Charles F. Wittenstein was born on January 16, 1928. He received his B.A. from Columbia University in 1949 and his J.D. (also from Columbia) in 1952. That same year he married Elinor (nee Heyman), with whom he raised their three children. Wittenstein began his career in Atlanta at the law firm of Heyman, Abrams and Young, where he practiced for five years. The remainder of his career he devoted to the civil rights movement, serving in numerous roles for the Anti-Defamation League and the American Jewish Committee.

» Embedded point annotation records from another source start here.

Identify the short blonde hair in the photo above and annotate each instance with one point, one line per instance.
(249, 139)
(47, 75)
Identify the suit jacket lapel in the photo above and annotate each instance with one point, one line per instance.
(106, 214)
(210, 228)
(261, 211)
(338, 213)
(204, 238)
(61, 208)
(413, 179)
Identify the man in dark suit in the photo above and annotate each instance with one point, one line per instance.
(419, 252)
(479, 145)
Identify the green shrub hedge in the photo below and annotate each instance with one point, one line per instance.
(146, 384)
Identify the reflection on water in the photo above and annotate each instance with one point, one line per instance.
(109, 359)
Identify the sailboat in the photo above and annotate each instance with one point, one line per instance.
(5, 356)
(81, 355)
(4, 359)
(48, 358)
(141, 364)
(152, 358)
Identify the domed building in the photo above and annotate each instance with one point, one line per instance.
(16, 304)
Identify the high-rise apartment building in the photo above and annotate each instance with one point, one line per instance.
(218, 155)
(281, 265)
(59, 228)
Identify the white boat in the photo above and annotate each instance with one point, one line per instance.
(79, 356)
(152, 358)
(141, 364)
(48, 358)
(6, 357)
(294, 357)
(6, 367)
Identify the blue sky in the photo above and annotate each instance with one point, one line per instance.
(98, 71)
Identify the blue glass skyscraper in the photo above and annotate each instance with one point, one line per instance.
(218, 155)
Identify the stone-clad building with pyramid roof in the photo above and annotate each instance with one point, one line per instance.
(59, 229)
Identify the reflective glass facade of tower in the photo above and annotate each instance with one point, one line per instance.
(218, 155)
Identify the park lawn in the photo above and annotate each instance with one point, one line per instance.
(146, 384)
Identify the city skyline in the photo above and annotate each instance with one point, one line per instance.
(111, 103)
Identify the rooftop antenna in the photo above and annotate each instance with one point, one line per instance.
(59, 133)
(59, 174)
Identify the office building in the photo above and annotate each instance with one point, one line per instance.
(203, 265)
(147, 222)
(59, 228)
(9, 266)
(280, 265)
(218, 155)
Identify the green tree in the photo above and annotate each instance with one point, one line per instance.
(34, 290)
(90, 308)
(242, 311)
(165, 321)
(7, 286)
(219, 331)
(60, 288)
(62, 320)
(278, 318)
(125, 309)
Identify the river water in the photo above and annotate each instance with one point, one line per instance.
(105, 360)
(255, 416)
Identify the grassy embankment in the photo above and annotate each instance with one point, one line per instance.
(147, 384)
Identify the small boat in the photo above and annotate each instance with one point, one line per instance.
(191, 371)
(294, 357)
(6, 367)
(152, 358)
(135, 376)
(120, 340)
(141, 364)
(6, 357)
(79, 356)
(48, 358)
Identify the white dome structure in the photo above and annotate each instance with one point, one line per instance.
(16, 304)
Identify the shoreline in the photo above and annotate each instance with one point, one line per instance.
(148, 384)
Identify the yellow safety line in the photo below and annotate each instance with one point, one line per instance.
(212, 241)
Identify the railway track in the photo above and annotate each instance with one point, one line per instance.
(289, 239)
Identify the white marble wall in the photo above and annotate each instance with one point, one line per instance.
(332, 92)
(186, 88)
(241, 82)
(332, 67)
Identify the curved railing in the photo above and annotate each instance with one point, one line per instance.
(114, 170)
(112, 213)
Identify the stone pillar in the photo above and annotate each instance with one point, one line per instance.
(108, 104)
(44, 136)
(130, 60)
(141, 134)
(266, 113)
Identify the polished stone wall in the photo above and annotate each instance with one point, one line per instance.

The following speech takes place at the Hungry Club, a weekly gathering of black elites at a local YMCA in Atlanta. Wittenstein makes deft use of voting data to convince the audience that Jewish businessmen have embraced the civil rights agenda despite their ostensible similarities to segregationist commercial elites. While constructing a plausible interest-based profile for local Jewish concerns, he deftly outlines the different roles the American Jewish Committee plays in contrast with prominent civil rights umbrella organizations such as the NAACP, SNCC, and the SCLC. While those representative groups may take legal action because of their aggrieved constituencies, Jewish groups are more useful ushering in the new era once the courts enfranchise the aggrieved. Implicit in this analysis is Wittenstein’s critical stance toward Martin Luther King, Jr.’s and the SCLC’s strategic failures in Albany, Georgia, where organizational movements were not properly aligned with necessary litigation. This analysis also identifies the Kennedy administration’s Tuscaloosa strategy (litigation with mobilization) as a model approach to civil rights progress.

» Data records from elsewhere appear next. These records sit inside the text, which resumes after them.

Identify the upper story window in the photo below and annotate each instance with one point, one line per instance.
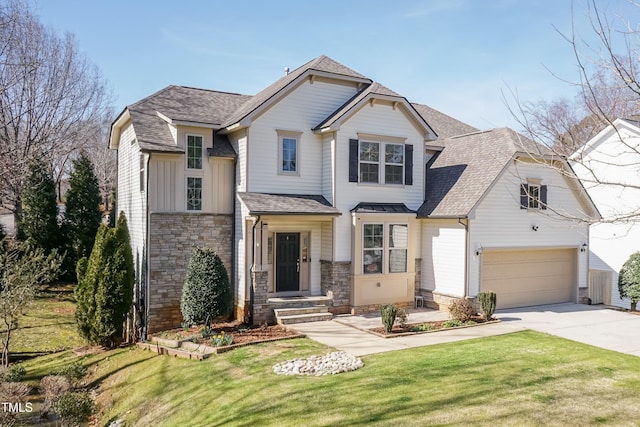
(533, 195)
(289, 152)
(194, 152)
(381, 162)
(194, 194)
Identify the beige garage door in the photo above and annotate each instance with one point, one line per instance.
(529, 277)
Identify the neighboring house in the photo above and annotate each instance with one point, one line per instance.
(609, 166)
(328, 188)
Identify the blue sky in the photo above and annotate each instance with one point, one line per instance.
(455, 55)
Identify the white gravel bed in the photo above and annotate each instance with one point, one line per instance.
(329, 364)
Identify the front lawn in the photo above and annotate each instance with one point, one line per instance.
(524, 378)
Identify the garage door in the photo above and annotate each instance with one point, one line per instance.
(529, 277)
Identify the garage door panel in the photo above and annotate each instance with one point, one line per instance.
(529, 277)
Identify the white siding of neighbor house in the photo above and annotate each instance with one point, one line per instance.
(381, 119)
(499, 222)
(130, 199)
(613, 157)
(300, 111)
(443, 257)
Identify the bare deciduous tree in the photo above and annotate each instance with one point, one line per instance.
(608, 87)
(50, 94)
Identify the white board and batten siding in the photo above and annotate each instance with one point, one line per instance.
(383, 120)
(130, 199)
(443, 257)
(498, 223)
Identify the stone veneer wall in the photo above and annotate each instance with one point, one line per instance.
(335, 282)
(172, 237)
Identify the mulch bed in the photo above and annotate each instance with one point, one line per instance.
(242, 334)
(412, 328)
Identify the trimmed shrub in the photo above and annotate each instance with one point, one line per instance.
(388, 313)
(52, 387)
(629, 280)
(206, 293)
(487, 303)
(461, 309)
(74, 407)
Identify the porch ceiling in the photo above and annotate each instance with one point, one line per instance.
(287, 204)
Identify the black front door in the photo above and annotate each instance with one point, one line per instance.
(287, 262)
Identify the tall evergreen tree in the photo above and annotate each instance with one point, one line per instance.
(39, 219)
(105, 286)
(82, 214)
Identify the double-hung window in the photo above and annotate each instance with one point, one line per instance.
(194, 152)
(384, 248)
(194, 194)
(289, 152)
(382, 161)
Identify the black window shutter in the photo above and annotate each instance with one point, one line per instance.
(524, 196)
(543, 196)
(353, 160)
(408, 164)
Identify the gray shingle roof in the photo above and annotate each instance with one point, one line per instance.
(287, 204)
(321, 63)
(179, 103)
(467, 167)
(445, 126)
(367, 207)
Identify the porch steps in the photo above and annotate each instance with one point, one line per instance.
(292, 315)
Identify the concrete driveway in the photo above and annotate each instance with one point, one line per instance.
(589, 324)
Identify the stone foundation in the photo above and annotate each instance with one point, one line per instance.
(262, 311)
(172, 237)
(335, 282)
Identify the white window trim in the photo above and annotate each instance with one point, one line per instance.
(288, 134)
(386, 247)
(186, 149)
(186, 193)
(382, 144)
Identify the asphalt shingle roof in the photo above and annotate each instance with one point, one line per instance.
(466, 168)
(287, 204)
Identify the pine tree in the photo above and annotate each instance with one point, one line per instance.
(38, 224)
(105, 286)
(82, 215)
(206, 294)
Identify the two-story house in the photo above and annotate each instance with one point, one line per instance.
(327, 188)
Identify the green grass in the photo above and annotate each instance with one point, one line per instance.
(525, 378)
(47, 325)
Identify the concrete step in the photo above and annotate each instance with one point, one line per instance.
(304, 318)
(292, 311)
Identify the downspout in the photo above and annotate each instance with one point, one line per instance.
(253, 267)
(145, 314)
(466, 257)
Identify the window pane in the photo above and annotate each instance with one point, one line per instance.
(394, 153)
(369, 172)
(372, 262)
(289, 154)
(369, 151)
(393, 174)
(194, 152)
(397, 260)
(194, 194)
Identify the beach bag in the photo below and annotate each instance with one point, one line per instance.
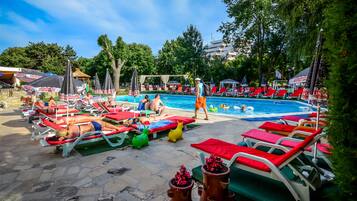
(206, 89)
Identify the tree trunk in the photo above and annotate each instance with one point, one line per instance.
(116, 73)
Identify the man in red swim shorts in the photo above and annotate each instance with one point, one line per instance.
(200, 98)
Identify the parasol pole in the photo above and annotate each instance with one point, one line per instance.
(314, 159)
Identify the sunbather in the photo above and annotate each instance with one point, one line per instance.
(157, 105)
(144, 104)
(76, 119)
(88, 98)
(73, 131)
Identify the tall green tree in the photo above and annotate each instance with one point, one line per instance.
(48, 57)
(340, 27)
(140, 57)
(303, 20)
(167, 59)
(16, 57)
(256, 22)
(117, 55)
(191, 54)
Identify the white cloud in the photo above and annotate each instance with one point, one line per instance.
(25, 23)
(80, 22)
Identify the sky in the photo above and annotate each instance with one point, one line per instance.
(79, 22)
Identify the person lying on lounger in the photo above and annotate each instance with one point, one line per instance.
(145, 120)
(157, 105)
(73, 131)
(76, 119)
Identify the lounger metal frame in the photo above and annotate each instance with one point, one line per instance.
(299, 190)
(69, 146)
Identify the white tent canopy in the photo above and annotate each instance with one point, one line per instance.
(164, 78)
(228, 81)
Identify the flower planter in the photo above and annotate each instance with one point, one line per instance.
(215, 186)
(177, 193)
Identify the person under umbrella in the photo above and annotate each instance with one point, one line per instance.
(108, 87)
(68, 89)
(134, 84)
(97, 86)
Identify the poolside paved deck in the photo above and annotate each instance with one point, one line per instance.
(31, 172)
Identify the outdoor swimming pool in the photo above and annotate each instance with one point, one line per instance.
(261, 107)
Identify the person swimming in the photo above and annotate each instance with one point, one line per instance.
(73, 130)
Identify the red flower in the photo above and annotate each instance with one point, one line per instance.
(214, 164)
(182, 177)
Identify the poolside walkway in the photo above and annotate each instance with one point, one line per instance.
(31, 172)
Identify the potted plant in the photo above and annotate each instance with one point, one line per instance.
(181, 186)
(215, 180)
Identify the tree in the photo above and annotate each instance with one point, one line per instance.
(303, 20)
(340, 27)
(140, 57)
(167, 60)
(48, 57)
(117, 55)
(15, 57)
(191, 53)
(253, 21)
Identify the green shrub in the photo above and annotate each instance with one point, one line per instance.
(341, 44)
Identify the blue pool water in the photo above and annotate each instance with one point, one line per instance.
(261, 107)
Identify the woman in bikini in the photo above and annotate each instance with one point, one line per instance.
(73, 131)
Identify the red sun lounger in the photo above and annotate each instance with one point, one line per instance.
(121, 116)
(69, 144)
(270, 165)
(254, 135)
(281, 93)
(296, 120)
(284, 129)
(172, 124)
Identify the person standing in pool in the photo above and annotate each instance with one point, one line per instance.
(200, 98)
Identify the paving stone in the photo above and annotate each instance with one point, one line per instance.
(42, 186)
(115, 185)
(73, 170)
(66, 191)
(84, 172)
(29, 174)
(87, 198)
(49, 167)
(59, 172)
(90, 191)
(150, 183)
(37, 196)
(8, 178)
(82, 182)
(106, 197)
(126, 196)
(45, 176)
(22, 167)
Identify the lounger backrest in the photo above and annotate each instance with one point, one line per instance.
(51, 124)
(282, 92)
(294, 152)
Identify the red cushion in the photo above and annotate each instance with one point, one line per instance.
(57, 142)
(51, 124)
(185, 120)
(172, 125)
(281, 92)
(119, 116)
(271, 126)
(299, 147)
(227, 150)
(292, 118)
(273, 138)
(174, 119)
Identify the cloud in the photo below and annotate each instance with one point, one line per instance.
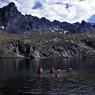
(62, 10)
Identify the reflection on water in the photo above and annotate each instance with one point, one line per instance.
(26, 66)
(16, 77)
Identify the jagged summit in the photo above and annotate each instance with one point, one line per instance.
(13, 21)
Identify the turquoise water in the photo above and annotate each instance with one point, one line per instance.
(18, 76)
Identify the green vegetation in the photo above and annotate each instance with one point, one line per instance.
(47, 44)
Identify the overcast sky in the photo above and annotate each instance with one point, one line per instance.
(62, 10)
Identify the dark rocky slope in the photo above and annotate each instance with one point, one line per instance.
(12, 21)
(46, 44)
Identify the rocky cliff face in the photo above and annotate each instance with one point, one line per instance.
(45, 45)
(12, 21)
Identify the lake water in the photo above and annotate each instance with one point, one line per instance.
(18, 76)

Jews, Justice and Liberalism

Hungry Club of Atlanta, Atlanta, Georgia
February 1965

After the last General Election, a Republican candidate for Congress in Memphis, Tennessee, who had gone down to defeat with Barry Goldwater was bemoaning his fate: “I had hoped against hope that the Jewish group would see things my way. I am a businessman. They are businessmen. Apparently I didn’t succeed. I am amazed that I couldn’t. If ever there was a group that should be conservative, they should.” It is not difficult to see where this misguided man went wrong. He correctly identified the Jews of Memphis with a certain economic class, then incorrectly assumed they would behave like other members of that economic class. But Jews are different, and it is this difference—its extent and cause—that I want to discuss with you this afternoon.

In that same election, Jews voted about 90% for Johnson and against Goldwater—more than any other white group, whether defined by income, region, religion, or ethnic character, and almost as much as the Negroes.